A última vaga de Agnès Varda
Na sua segunda longa-metragem, Cléo de 5 à 7 (1962), que em português se intitulou Duas Horas na Vida de Uma Mulher, Agnès Varda juntou o tempo subjetivo com o tempo objetivo: num par de horas, uma mulher, que depois de uma sessão de tarot acredita ter cancro, veste-se de preto e percorre as ruas de Paris numa ansiosa flânerie à espera dos resultados de um exame clínico. O medo da morte era aqui pretexto para experimentar o fôlego citadino ao jeito da Nouvelle Vague, mas também para unir a ficção ao bichinho documental - veja-se como Varda fez questão de captar a espontaneidade nos rostos das pessoas que se cruzam na rua com a figura esbelta e triste da atriz Corinne Marchand.
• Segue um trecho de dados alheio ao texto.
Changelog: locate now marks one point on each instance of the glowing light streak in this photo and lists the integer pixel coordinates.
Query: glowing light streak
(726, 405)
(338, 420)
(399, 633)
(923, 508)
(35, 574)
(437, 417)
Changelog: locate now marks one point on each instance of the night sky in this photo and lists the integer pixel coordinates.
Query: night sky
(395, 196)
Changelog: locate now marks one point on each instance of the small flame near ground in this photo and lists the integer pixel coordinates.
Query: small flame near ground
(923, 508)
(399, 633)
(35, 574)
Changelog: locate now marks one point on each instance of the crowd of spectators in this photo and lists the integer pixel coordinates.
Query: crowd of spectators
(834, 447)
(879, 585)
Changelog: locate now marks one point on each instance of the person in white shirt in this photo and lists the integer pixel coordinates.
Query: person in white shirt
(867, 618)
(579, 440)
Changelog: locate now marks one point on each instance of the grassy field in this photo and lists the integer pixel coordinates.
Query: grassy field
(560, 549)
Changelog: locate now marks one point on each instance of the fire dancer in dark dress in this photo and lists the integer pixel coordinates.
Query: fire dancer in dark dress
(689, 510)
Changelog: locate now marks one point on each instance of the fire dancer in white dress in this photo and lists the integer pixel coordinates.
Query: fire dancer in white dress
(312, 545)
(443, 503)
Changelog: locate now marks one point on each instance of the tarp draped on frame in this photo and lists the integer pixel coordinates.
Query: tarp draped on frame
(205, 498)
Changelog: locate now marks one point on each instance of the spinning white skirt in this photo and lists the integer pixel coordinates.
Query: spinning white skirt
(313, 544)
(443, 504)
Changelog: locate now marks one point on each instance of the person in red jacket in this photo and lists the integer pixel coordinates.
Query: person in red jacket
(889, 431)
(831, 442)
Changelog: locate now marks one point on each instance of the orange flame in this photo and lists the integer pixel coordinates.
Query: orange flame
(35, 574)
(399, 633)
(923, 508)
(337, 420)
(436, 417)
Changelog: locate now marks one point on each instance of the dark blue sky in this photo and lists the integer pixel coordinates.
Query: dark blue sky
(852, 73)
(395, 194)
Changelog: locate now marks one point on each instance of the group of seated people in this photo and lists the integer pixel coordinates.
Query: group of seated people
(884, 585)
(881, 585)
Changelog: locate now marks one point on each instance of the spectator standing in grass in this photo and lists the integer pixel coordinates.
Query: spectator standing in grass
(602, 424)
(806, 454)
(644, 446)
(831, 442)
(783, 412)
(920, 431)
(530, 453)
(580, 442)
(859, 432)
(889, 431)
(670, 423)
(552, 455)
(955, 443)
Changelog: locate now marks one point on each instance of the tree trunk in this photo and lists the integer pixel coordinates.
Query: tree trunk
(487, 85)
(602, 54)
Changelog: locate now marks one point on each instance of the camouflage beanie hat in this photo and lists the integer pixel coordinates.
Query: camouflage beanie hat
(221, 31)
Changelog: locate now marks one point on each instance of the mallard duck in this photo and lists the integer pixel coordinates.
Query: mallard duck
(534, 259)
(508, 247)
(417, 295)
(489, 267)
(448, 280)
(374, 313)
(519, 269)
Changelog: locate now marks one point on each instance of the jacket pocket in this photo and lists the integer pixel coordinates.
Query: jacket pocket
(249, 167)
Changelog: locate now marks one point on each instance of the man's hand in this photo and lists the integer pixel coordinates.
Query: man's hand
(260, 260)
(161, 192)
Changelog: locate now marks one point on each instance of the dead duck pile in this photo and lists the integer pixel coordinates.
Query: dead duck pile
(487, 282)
Esse filme emblemático da sua carreira, evocado no início de Varda por Agnès, ilustra bem o que poderá estar na base deste derradeiro documentário. A saber, um prenúncio de morte acompanhado do desejo de uma última passeata pela "cidade" que é a sua obra. Varda morreu no passado mês de março, aos 90 anos, um mês depois da apresentação do filme-missiva no Festival de Berlim, e deixou-nos um mapa para percorrer os seus trabalhos - não apenas no âmbito do cinema, mas também enquanto fotógrafa e artista visual. Sentada perante audiências, ora numa sala de teatro, ora ao ar livre, ela vai fala como quem apresenta o seu universo criativo às gerações do futuro, com o entusiasmo e generosidade que sempre lhe definiram a presença. Cada excerto de filme é uma porta de entrada para um tema, um método livre, uma recordação emotiva ou espirituosa, acabando numa reflexão sobre o que é isto de fazer cinema.
Colecionadora de memórias, de batatas em forma de coração e rostos de "pessoas reais", Agnès Varda não poderia deixar o horizonte terreno sem partilhar as suas histórias com os espectadores. Não seria nada ao seu estilo. Por isso convidou algumas personalidades, como Sandrine Bonnaire, atriz do tremendo Sem Eira Nem Beira (1985) - filme-inquérito sobre uma jovem sem abrigo -, que aqui recupera a experiência dura dessa rodagem, quando ela, Bonnaire, era ainda uma adolescente de 17 anos. Momentos de diálogo como este são exemplo da sensibilidade e empatia de quem orienta a viagem de duas horas de Varda por Agnès.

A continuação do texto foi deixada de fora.